Niklas Blomberg presented an overview of ELIXIR, which brings together European biodata resources. ELIXIR is an example of an internationally collaborative approach for data resources, which brings together 23 nodes, 55 commissioned projects and 397 teams. Blomberg noted the philosophy behind ELIXIR as being “the rising tide lifts all the boats”. The ELIXIR project has identified a set of core resources, which are of fundamental importance to the broader life science community, and act for the long-term preservation of biological data. These core resources are considered to be fundamental research infrastructure, and the long-term sustainability of the resources is therefore vital for bioscience research. The intention is for the core resources to be funded differently to the usual grant-based academic projects. In order to be considered as a core resource, the key requirement is for the data to be completely open to use by all. Blomberg showed that the top three countries accessing EMBL-EBI resources are the USA, China and India, and that the majority of these resources represent international collaborations.

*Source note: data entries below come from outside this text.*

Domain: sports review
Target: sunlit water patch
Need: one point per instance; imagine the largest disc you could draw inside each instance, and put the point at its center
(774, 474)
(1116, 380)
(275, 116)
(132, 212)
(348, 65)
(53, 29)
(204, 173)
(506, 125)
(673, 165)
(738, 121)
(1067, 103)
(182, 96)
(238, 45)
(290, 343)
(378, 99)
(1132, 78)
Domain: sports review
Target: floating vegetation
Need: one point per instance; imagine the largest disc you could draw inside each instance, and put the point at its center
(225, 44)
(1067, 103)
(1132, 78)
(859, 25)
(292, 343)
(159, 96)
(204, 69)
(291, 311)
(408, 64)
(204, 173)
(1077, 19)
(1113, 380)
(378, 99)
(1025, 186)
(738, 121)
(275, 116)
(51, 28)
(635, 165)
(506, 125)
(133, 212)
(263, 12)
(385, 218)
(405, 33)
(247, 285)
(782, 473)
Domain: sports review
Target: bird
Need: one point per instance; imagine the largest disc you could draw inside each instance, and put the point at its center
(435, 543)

Blomberg described some of the international collaborations which have been established in the bioscience discipline, for example the International Nucleotide Sequence Database Collaboration (INSDC) which has been key in developing and implementing regular data exchange, common data standards, and open and unrestricted access to data on an international level. Blomberg called for Indian funding agencies to participate in these types of scientific collaborations, which are not research projects but research infrastructure initiatives. Blomberg shared his experience that funding bodies need to take decadal view in considering investment and governance for data infrastructure. Blomberg’s view is that the complexity of these data and the accompanying requirement for skilled data professionals mean that a national focus for biodata resources is unlikely to be sustainable over the longer term.

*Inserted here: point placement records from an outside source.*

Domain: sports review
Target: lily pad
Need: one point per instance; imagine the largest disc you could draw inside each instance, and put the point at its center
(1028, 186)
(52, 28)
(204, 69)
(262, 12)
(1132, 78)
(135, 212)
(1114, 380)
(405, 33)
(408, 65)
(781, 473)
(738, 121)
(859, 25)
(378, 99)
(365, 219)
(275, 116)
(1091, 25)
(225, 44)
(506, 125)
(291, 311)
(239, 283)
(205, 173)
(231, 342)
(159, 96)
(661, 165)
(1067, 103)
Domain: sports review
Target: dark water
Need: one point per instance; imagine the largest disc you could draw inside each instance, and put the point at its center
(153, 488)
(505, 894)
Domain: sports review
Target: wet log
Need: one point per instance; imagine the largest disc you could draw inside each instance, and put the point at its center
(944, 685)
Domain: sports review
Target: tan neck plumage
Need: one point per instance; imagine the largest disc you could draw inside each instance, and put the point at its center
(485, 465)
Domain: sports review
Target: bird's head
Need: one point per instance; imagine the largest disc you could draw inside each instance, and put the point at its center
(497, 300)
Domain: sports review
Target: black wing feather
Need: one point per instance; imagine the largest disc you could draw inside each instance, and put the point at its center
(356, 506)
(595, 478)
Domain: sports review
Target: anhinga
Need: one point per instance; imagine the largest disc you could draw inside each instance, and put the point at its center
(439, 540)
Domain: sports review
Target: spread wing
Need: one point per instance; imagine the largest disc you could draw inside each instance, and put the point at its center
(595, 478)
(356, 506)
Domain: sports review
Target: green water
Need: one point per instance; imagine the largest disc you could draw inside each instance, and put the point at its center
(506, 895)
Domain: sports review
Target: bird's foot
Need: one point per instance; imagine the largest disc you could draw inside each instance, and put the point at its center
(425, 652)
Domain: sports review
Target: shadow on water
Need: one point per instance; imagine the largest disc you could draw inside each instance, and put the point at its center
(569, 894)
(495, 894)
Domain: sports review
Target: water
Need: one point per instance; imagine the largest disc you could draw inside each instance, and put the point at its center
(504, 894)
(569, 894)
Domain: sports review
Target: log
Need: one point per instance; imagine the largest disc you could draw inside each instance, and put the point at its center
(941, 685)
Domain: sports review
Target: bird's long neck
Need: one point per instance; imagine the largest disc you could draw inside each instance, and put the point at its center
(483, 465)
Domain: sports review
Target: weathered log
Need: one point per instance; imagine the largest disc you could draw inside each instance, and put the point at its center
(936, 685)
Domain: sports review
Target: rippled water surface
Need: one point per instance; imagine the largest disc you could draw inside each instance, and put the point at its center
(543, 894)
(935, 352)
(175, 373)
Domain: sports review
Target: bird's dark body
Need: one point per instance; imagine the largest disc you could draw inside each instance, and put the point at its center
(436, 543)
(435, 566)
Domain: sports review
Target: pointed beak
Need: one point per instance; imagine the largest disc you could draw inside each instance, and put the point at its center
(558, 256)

I was invited to speak about the importance of research data repositories and how the use of repositories can enable data to be FAIR (findable, accessible, interoperable and reusable). There are essentially two types of repositories, those which are discipline-specific and those which are generalists. Discipline-specific repositories are the ideal location for data, as these repositories usually implement data standards, data tools and data visualizations best suited for their holdings. Discipline-specific repositories also are more likely to be staffed by specialists for that disciplinary area, who are able to provide technical guidance for and validation of, deposited datasets. All of this means that discipline-specific repositories are able to maximize the findability, accessibility, interoperability and reusability of their data holdings. For data types and disciplines which do not have specialist repositories, generalist repositories are vital for enabling researchers to ensure their data are maximally findable and accessible.

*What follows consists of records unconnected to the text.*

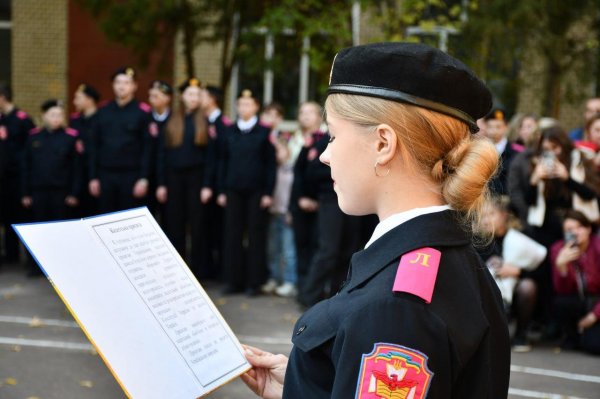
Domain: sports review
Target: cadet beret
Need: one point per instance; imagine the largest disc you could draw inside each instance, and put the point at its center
(162, 86)
(129, 71)
(46, 105)
(247, 93)
(496, 114)
(411, 73)
(189, 82)
(89, 91)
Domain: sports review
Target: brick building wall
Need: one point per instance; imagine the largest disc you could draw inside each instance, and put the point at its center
(39, 52)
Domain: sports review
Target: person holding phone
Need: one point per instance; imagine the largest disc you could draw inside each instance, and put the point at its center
(576, 277)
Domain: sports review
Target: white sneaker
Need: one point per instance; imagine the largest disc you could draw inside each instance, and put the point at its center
(269, 287)
(286, 290)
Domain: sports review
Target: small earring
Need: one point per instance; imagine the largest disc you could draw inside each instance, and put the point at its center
(377, 174)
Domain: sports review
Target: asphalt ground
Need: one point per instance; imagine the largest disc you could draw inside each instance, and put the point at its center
(44, 354)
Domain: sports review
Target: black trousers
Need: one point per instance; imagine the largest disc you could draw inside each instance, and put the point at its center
(11, 212)
(244, 215)
(306, 239)
(339, 237)
(569, 309)
(117, 190)
(184, 211)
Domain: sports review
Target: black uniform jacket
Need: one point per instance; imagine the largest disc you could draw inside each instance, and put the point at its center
(52, 160)
(247, 161)
(121, 139)
(366, 337)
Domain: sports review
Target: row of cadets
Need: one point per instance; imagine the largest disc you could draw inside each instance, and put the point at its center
(246, 179)
(51, 166)
(185, 152)
(85, 101)
(121, 148)
(15, 125)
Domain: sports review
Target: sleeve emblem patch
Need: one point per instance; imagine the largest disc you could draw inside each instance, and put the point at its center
(393, 372)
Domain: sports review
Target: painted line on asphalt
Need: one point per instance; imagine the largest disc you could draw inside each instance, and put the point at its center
(44, 322)
(555, 373)
(535, 394)
(40, 343)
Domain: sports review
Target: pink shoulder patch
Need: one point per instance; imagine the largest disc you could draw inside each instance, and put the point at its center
(226, 121)
(393, 371)
(517, 147)
(417, 273)
(145, 107)
(71, 132)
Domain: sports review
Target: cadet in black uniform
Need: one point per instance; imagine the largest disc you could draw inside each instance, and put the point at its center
(120, 154)
(303, 201)
(85, 101)
(52, 169)
(246, 183)
(160, 95)
(420, 316)
(183, 155)
(212, 98)
(15, 125)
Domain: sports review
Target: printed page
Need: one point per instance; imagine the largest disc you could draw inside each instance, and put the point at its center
(139, 304)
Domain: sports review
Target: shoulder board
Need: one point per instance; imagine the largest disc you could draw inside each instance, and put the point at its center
(517, 147)
(417, 273)
(71, 132)
(145, 107)
(22, 114)
(35, 130)
(226, 121)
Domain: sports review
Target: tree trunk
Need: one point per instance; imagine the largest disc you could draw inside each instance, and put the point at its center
(552, 89)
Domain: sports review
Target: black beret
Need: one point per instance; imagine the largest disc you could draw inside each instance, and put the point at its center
(129, 71)
(412, 73)
(247, 93)
(89, 91)
(162, 86)
(189, 82)
(496, 114)
(46, 105)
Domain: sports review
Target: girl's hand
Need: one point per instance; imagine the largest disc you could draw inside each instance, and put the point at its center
(267, 374)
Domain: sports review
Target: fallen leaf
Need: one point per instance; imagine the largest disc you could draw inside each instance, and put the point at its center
(86, 383)
(36, 322)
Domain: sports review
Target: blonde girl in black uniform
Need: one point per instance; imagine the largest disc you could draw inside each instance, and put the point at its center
(419, 316)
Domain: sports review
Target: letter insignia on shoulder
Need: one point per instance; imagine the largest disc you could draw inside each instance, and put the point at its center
(417, 272)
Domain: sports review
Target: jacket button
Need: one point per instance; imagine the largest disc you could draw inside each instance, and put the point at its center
(301, 329)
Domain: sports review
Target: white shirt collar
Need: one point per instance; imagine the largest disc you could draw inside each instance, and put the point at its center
(161, 117)
(244, 126)
(501, 145)
(214, 115)
(397, 219)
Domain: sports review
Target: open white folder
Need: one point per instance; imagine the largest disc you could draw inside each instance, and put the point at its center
(139, 304)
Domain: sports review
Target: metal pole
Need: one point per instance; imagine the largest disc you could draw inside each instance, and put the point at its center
(304, 71)
(356, 23)
(268, 75)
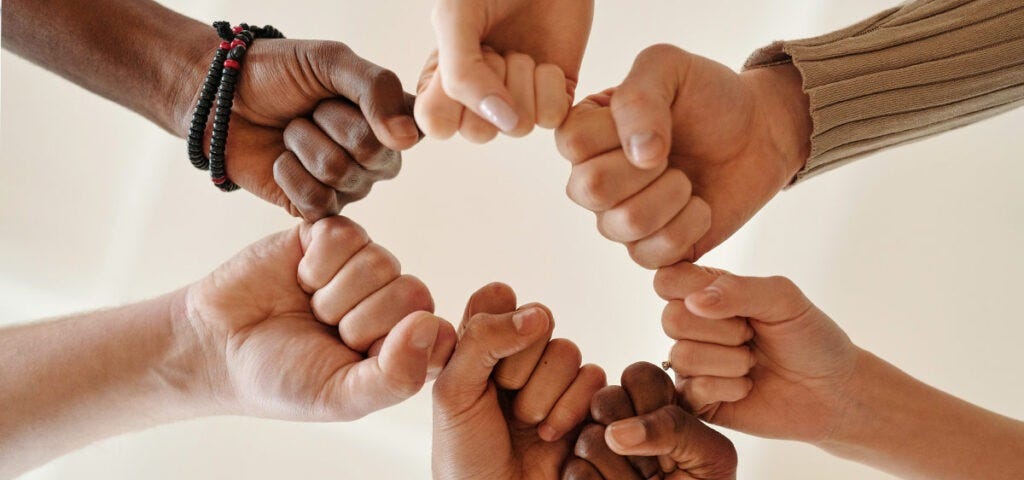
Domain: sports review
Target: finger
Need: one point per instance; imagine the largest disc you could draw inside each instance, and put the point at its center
(467, 78)
(377, 314)
(647, 211)
(328, 245)
(345, 126)
(377, 90)
(473, 127)
(441, 350)
(571, 407)
(552, 99)
(591, 446)
(680, 323)
(679, 280)
(698, 393)
(519, 81)
(648, 386)
(495, 298)
(487, 339)
(642, 105)
(579, 469)
(606, 180)
(369, 270)
(309, 199)
(696, 448)
(772, 299)
(611, 403)
(674, 243)
(698, 359)
(588, 131)
(327, 161)
(512, 373)
(436, 113)
(554, 373)
(393, 376)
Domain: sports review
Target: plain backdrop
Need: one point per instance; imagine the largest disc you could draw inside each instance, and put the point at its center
(914, 251)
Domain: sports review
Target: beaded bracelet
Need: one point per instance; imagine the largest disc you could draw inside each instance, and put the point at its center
(220, 82)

In the panel discussion, Anurag Agarwal (CSIR-Institute of Genomics and Integrative Biology) discussed the challenges of sharing human-derived data in an ethical way, while, Akhilesh K. Tyagi (University of Delhi) highlighted need for controlled access repositories in view of emerging biodiversity-related bio-economy issues. The need for policies and data access frameworks developed by a range of Indian stakeholders (public and private) was also discussed.
India is taking important steps to embed an open data culture for its research community, and pulling in international expertise to minimize wheel reinvention is certainly a sensible way forward.